A federal appeals court sided with the government’s conclusion that it was most like THC. Since sentencing guidelines treat one gram of THC as equivalent to 167 grams of marijuana, the defendants, Thomas William Malone and Drew T. Green, were held responsible for 233,800 kilograms of marijuana and given long prison sentences. Each was sentenced to nearly 10 years in prison.
The defendants had argued it was most like marijuana and that a 1:1 ratio was appropriate, an assertion that if accepted would have resulted in lighter punishments.
But, in an example of the disparate outcomes the guidelines sometimes yield, the ringleader in the case, sentenced in Florida, received only probation. And another man who worked with Malone and was charged in a similar case was allowed to avoid a conviction in New York by entering a diversion program, a supervised remedial plan for petty offenders.

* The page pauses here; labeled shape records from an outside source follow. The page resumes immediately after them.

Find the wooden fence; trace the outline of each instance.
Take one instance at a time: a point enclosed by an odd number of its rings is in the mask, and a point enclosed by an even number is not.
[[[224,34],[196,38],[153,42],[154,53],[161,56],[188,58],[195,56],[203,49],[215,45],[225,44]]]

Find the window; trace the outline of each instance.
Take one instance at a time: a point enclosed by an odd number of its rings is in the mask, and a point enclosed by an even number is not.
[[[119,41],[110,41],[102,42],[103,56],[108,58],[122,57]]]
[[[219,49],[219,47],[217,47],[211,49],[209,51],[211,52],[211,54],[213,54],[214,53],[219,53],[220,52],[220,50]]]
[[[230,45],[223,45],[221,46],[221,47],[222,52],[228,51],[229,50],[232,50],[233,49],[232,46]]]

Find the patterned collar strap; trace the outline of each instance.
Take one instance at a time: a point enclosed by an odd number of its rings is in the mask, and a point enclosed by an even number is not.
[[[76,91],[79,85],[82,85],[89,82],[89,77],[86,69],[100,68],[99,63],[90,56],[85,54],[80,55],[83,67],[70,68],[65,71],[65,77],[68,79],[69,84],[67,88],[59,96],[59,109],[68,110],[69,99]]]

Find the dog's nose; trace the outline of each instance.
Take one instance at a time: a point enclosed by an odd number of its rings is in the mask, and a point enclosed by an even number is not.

“You just have a nightmare situation that cannot be explained to a defendant because it makes no sense,” said Malone’s attorney, Steven Sadow. “He’s at the mercy of what the judge chooses to do with the ratio and how the judge treats certain people.”
Some judges have openly struggled with formulas. In Florida, U.S. District Judge Donald Middlebrooks said he found no scientific basis for the marijuana-to-THC ratio and rejected it in a case involving a designer drug known as XLR-11.
“Although I asked each of the experts at the hearing, no one could provide me with a reason for this ratio, which has major implications in determining the base level offense,” Middlebrooks wrote. “After my own research and a phone call to the Sentencing Commission, I still could find no basis for this ratio.”
Snook, the lawyer, said he was glad the commission was studying the problem but thought Congress might need to get involved.
“There are a lot of reasons why it’s an arbitrary and capricious system and why it ought to get changed,” he said.